Localization error calculations
Biological data is inherently noisy. On top of the noise generated by stochastical chemical processes, there are errors in the measurements themself. Knowing the precision by which we can identify, e.g., the location of a molecule is important to make a correct interpretation of the data. To this end, we have developed methods to determine the localization precision and, in turn, the downstream analysis of molecular localization data.
Selective charging of tRNA
The theory for selective charging of tRNA (Elf et al. Science 2003) explains how the genetic code is used under amino acid limitation. The theory has now been tested in a number of experimental studies (EMBO rep, 2005, EMBO rep, 2005 JMB, 2005).

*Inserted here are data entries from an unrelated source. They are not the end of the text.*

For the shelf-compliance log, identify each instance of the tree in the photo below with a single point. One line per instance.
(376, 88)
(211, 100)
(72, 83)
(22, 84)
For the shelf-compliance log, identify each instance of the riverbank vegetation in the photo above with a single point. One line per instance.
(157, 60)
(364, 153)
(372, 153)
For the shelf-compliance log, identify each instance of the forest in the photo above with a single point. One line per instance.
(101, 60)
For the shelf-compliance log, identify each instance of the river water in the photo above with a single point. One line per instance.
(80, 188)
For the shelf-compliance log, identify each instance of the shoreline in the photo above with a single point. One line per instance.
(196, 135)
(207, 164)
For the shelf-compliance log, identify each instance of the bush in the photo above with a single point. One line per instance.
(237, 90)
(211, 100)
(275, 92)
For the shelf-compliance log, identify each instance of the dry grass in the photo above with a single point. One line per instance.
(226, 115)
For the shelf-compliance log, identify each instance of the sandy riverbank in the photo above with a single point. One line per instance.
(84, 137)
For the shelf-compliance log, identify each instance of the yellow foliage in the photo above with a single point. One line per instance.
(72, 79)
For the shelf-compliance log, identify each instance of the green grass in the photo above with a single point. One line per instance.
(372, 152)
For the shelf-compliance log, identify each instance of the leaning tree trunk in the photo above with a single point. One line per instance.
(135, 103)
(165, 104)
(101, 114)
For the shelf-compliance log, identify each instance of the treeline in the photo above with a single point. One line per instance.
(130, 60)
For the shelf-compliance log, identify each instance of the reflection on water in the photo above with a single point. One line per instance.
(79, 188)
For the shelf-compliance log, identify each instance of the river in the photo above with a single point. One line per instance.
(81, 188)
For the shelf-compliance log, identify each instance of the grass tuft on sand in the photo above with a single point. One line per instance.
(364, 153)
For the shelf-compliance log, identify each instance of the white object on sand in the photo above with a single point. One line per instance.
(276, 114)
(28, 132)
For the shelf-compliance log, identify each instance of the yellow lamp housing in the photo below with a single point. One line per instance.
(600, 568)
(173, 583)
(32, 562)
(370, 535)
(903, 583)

Generalization of zero order kinetics
The generalization of zero order kinetics to several dimensions (Elf et al. Biophys J, 2003, Genome Res, 2003), that implies that the substrate pools to multi substrate reactions can display huge stochastic fluctuations and ultra sensitivity because the increase in one pool is compensated by the decrease in another so that the overall flux is conserved. The observation has consequences for the flux of amino acids in protein synthesis (Biophys J, 2005).

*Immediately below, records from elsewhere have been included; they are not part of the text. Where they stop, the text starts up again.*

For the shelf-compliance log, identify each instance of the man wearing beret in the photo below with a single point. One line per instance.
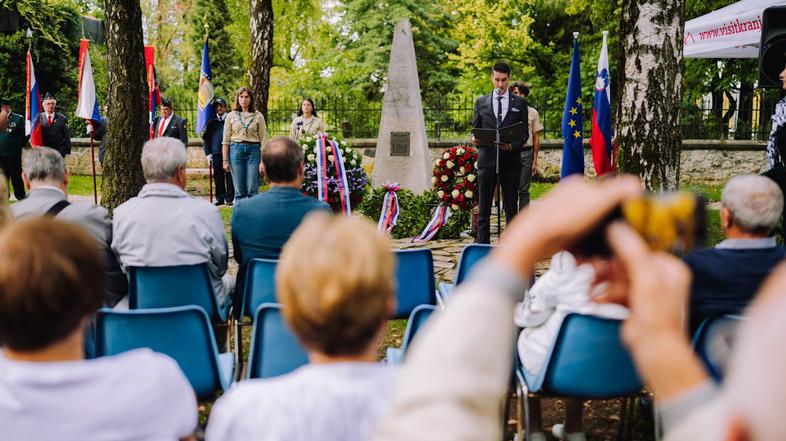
(12, 139)
(169, 124)
(213, 136)
(54, 127)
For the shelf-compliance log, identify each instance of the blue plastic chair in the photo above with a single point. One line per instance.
(586, 361)
(417, 319)
(470, 255)
(414, 281)
(259, 286)
(181, 285)
(714, 341)
(184, 333)
(274, 348)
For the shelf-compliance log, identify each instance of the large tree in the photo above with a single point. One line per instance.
(648, 115)
(226, 66)
(261, 51)
(127, 99)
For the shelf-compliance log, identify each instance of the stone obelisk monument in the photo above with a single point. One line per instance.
(402, 148)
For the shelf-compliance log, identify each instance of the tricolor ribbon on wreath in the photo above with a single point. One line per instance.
(438, 220)
(390, 208)
(325, 148)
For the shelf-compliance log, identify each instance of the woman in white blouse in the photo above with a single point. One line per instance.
(245, 134)
(306, 122)
(335, 282)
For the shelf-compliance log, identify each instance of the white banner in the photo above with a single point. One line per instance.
(730, 32)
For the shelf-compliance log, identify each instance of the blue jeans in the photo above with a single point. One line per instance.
(244, 162)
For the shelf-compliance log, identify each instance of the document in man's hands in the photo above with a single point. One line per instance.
(507, 135)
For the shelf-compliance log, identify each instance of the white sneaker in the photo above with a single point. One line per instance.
(558, 430)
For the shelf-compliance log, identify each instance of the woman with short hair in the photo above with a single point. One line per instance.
(51, 284)
(335, 282)
(245, 134)
(306, 123)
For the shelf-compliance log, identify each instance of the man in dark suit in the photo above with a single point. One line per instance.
(213, 136)
(498, 109)
(54, 127)
(12, 140)
(262, 224)
(169, 124)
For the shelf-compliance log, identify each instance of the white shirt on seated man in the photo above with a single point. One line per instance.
(51, 285)
(166, 226)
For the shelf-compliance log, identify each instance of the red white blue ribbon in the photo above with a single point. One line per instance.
(438, 220)
(390, 208)
(341, 173)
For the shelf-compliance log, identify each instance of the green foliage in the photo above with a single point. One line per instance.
(224, 62)
(415, 212)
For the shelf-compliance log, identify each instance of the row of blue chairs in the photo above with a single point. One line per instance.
(172, 309)
(588, 361)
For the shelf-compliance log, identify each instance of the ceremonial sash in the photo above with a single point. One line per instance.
(438, 220)
(390, 208)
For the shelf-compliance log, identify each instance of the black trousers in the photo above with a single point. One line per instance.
(225, 190)
(510, 198)
(11, 166)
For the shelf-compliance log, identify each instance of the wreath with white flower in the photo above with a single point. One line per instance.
(455, 177)
(357, 180)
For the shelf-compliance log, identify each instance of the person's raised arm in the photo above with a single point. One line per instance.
(457, 372)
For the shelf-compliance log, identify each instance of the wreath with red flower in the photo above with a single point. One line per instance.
(455, 177)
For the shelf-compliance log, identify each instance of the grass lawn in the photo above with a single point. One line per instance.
(83, 185)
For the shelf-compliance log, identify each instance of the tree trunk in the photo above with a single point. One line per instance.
(128, 106)
(261, 51)
(650, 96)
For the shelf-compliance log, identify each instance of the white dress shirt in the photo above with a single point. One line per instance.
(505, 103)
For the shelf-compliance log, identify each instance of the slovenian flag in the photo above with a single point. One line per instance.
(572, 120)
(205, 109)
(600, 141)
(33, 106)
(87, 101)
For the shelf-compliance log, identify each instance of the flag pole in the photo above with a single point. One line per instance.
(93, 160)
(209, 163)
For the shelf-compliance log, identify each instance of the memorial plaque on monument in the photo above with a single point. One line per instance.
(402, 153)
(399, 143)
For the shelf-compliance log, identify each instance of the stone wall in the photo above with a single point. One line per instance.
(702, 161)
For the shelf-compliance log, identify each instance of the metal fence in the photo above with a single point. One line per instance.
(451, 118)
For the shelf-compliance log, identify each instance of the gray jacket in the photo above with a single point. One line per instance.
(93, 218)
(165, 226)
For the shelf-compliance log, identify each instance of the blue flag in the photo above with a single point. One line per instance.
(572, 120)
(205, 109)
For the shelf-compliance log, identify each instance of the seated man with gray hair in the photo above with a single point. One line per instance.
(165, 226)
(46, 177)
(726, 277)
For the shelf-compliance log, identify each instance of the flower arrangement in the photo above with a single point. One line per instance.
(356, 176)
(455, 177)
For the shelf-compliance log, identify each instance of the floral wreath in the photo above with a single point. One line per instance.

Time delays in gene regulation
New theoretical methods to analyze stochastic processes makes it possible to investigate the consequences of time delays in gene regulatory control circuits (Grönlund et al. PNAS 2009, Nature Communications 2010)
The next subvolume method
The Next Subvolume Method (Elf and Ehrenberg, IEE Systems Biology, 2004) is a very efficient method for simulating stochastic reaction diffusion kinetics. The algorithm is for instance implemented in our MesoRD software (Hattne et al. Bioinformatics, 2005, Fange et al. PNAS 2010).